Wie verläuft die Ausbildung?
Es gibt viele verschiedene Fachgesellschaften wie die DGZI, BDIZ, EDI und DGOI, die Zahnärzten die chirurgischen Fähigkeiten der Implantologie näher bringen. Jeder Zahnarzt, der ein sogenanntes Curriculum erfolgreich absolviert, eine bestimmte Anzahl von Implantaten gesetzt hat und an einem gewissen Umfang von Fortbildungsmaßnahmen teilgenommen hat, darf die Bezeichnung "Tätigkeitsschwerpunkt Implantologie" für 5 Jahre tragen. Wenn nach den 5 Jahren nochmals an Fortbildungen teilgenommen wurde, kann eine Verlängerung der Bezeichnung beantragt werden. Es muss dann allerdings auch eine gewisse Anzahl von gesetzten Implantaten nachgewiesen werden.

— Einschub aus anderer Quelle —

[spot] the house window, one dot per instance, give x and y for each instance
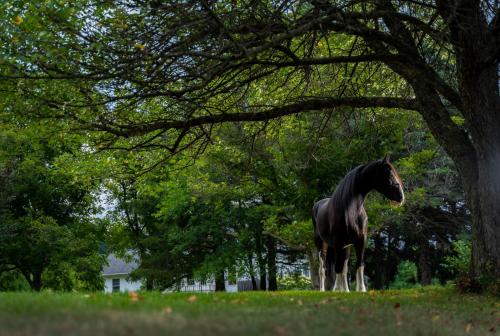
(116, 285)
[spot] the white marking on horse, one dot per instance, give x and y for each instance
(322, 275)
(360, 281)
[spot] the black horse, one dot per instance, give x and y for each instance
(341, 221)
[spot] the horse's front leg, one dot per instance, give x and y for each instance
(341, 267)
(360, 264)
(321, 271)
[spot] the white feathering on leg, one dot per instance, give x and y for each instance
(360, 282)
(322, 275)
(344, 276)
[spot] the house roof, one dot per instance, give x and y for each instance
(119, 266)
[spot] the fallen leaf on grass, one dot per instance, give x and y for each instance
(468, 327)
(134, 297)
(280, 331)
(436, 317)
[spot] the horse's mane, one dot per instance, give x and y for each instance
(347, 189)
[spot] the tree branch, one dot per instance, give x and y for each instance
(310, 104)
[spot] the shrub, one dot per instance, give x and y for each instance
(406, 276)
(294, 282)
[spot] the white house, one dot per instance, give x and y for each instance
(116, 275)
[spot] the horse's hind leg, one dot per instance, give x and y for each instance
(341, 266)
(322, 260)
(360, 264)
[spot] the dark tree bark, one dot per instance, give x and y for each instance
(252, 271)
(34, 279)
(271, 263)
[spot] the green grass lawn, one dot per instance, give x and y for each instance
(427, 311)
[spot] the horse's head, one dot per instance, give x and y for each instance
(387, 181)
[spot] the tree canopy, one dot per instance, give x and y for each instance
(162, 76)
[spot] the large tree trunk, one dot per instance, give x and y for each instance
(271, 263)
(378, 273)
(220, 285)
(36, 282)
(312, 257)
(424, 263)
(483, 200)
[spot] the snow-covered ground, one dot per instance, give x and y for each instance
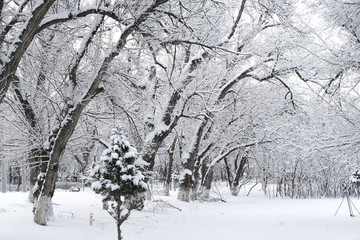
(254, 217)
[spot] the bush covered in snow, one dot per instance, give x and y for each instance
(118, 179)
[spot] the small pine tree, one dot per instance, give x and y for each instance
(118, 180)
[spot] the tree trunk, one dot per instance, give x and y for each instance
(119, 230)
(3, 176)
(184, 193)
(170, 166)
(234, 189)
(207, 184)
(43, 210)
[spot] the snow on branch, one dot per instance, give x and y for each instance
(71, 15)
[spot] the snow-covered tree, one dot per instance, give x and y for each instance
(119, 180)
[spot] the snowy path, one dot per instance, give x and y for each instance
(246, 218)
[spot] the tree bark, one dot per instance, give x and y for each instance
(20, 45)
(170, 166)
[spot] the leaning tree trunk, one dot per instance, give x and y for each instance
(207, 185)
(239, 174)
(187, 179)
(170, 166)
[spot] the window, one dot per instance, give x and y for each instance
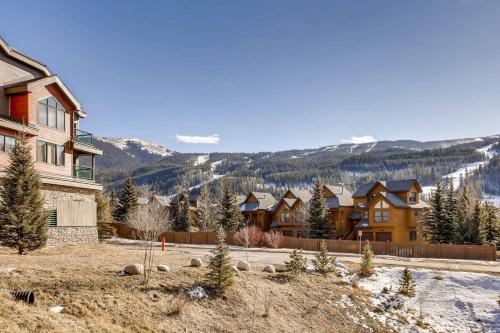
(51, 113)
(7, 143)
(49, 153)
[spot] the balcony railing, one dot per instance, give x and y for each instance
(83, 137)
(82, 172)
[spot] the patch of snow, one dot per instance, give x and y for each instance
(56, 309)
(150, 147)
(460, 302)
(197, 293)
(202, 159)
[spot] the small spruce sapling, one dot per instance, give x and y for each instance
(407, 283)
(297, 264)
(220, 275)
(324, 264)
(366, 267)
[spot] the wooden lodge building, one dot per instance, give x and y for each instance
(35, 101)
(380, 211)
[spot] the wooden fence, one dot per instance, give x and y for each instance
(445, 251)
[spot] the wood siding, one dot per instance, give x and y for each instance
(76, 213)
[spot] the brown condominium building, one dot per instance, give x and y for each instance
(382, 211)
(35, 101)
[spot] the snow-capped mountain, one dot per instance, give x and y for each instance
(126, 144)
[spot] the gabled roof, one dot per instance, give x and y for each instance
(403, 185)
(364, 189)
(163, 200)
(342, 197)
(31, 84)
(264, 201)
(15, 54)
(391, 198)
(303, 195)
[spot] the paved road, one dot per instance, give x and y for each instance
(266, 256)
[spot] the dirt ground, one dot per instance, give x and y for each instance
(84, 281)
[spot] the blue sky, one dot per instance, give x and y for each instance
(270, 75)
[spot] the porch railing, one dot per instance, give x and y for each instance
(82, 172)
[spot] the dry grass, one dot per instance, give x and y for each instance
(84, 281)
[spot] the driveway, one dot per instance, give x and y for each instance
(265, 256)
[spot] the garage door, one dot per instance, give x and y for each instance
(383, 236)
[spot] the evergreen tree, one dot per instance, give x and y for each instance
(447, 227)
(465, 208)
(319, 221)
(473, 235)
(127, 203)
(490, 226)
(104, 218)
(231, 218)
(220, 275)
(433, 225)
(206, 216)
(297, 264)
(23, 220)
(366, 266)
(323, 263)
(407, 283)
(181, 220)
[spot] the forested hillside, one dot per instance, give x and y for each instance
(350, 164)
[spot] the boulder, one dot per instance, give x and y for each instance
(280, 268)
(270, 269)
(243, 266)
(134, 269)
(163, 268)
(196, 262)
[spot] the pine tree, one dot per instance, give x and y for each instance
(23, 220)
(366, 266)
(220, 275)
(407, 283)
(297, 264)
(323, 264)
(206, 217)
(447, 227)
(127, 203)
(474, 224)
(490, 226)
(465, 208)
(181, 220)
(432, 226)
(104, 218)
(231, 218)
(319, 221)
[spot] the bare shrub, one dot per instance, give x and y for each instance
(267, 306)
(149, 221)
(273, 239)
(178, 305)
(248, 237)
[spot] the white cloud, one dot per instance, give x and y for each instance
(359, 139)
(211, 139)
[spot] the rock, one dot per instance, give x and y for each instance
(270, 269)
(134, 269)
(163, 268)
(56, 309)
(243, 266)
(280, 268)
(196, 262)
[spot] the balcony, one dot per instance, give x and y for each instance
(83, 141)
(82, 172)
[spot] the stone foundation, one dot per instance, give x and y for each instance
(58, 236)
(52, 193)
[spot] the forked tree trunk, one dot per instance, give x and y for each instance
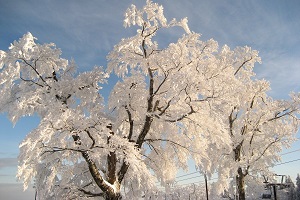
(240, 182)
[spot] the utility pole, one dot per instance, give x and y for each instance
(275, 194)
(206, 188)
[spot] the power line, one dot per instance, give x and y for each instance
(290, 152)
(287, 162)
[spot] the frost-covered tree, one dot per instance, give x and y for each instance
(291, 190)
(258, 126)
(171, 104)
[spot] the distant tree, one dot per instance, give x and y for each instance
(291, 189)
(258, 126)
(188, 100)
(298, 187)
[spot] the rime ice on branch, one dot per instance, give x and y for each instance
(189, 100)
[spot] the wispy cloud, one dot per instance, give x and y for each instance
(8, 162)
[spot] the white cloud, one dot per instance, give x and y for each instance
(8, 162)
(15, 192)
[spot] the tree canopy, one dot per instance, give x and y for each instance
(188, 100)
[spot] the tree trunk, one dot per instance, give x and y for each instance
(113, 196)
(240, 182)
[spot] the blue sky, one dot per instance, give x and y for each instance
(87, 31)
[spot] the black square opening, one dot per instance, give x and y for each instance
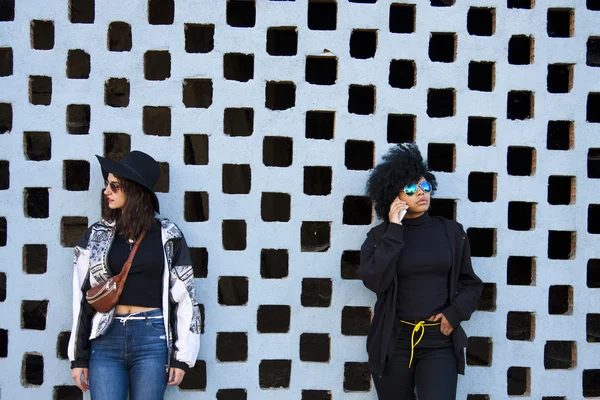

Aufgaben der Implantologie
Ein Implantologe nimmt eine sehr große Verantwortung auf sich und muss die chirurgische Disziplin einwandfrei beherrschen, um zu einem guten Ergebnis zu gelangen. Das Ziel der Implantologie besteht darin, dem Patienten einen Teil seiner Angst vor dem Eingriff zu nehmen und ihn über alles recht gut und einfach aufzuklären. Oftmals kommen Patienten mit einem Trauma der Zahnentfernung zum Implantologen und befürchten, dass es bei dieser Behandlung nicht anders verlaufen wird. Begleiterscheinungen, die nach dem Eingriff auftreten können, dürfen nicht ausgeprägt sein. In diesem Fall müsste der Patient nämlich mehrere Tage zuhause bleiben, da die Gesichtsschwellungen und Schmerzen zu groß sind. Andererseits handelt es sich um einen chirurgischen Eingriff in der Mundhöhle, der zur Heilung eine gewisse Zeit benötigt. Es ist jedoch wichtig, dem Patienten in Gesprächen die Angst zu nehmen und auf besondere Anliegen einzugehen. Nur dann kann eine vertrauensvolle Beziehung geschaffen werden. Die Beschwerden können nach dem Eingriff gemindert werden, indem homöopathische Mittel wie Symphytum oder Arnica verabreicht werden. Demnach arbeiten Implantologen des Öfteren mit Heilpraktikern zusammen, um gemeinsam eine passende Therapie zu finden. Arnica wird die Wundheilung stimulieren und den Organismus auf die Heilung vorbereiten.
Einheilen des Implantates
Sobald das Implantat sitzt, wird es zu einer Abscheidungsreaktion des Körpers kommen. Das Implantat wird vom Körper als Fremdkörper angesehen und vom Knochen eingekapselt (isoliert). Durch diesen Vorgang wird die hohe Festigkeit erreicht, die so nur bei Implantaten beobachtet werden kann. Die meisten Zahnimplantate bestehen aus Titan, das als sehr gewebeverträglich gilt und vom Knochen sozusagen "geliebt" wird. Zwischen Implantat und Knochen entsteht eine einheitliche Bindung ohne Spalt. Wenn andere Metalle verwendet werden, wird es womöglich lediglich zu "bindegewebigen" Einkapslungen kommen. Das zeigt sich insbesondere an einigen Kriegsverletzten, die quasi wandernde Granatsplitter in den Knochen hatten. Die Metallstücke konnten einfach entfern werden, wenn sie durch die Haut traten. Mit einem Implantat darf das natürlich nicht passieren - auch nicht nach 10 oder 20 Jahren. Der wichtigste Vorteil dieser Zahnersatz-Methode ist nämlich unter anderem die lebenslange Haltbarkeit.
Zahnimplantate
Im Prinzip kann jeder fehlende Zahn durch ein Zahnimplantat ersetzt werden. Meistens ist das aber gar nicht notwendig, da lediglich die Kau- und Stützzonen wiederhergestellt werden sollen. Da die Implantate in den Knochen eingesetzt werden, fragen sich viele Patienten immer wieder, ob der eigene Knochen überhaupt für diese Behandlung geeignet ist. Die Voraussetzung für eine erfolgreiche Therapie ist, dass genügende Kochen mit guter Qualität vorhanden sind. Falls dies nicht der Fall ist, muss zuvor ein ausreichendes Knochenlager geschaffen werden. Um dies zu beurteilen, muss der Arzt ein Röntgenbild anfertigen. Die Operation wird in der Regel ambulant ausgeführt und bedarf einer lokalen Betäubung, sodass der Patient keine Schmerzen spüren wird. Nach dem Eingriff kann es unter Umständen zu leichten Schwellungen kommen.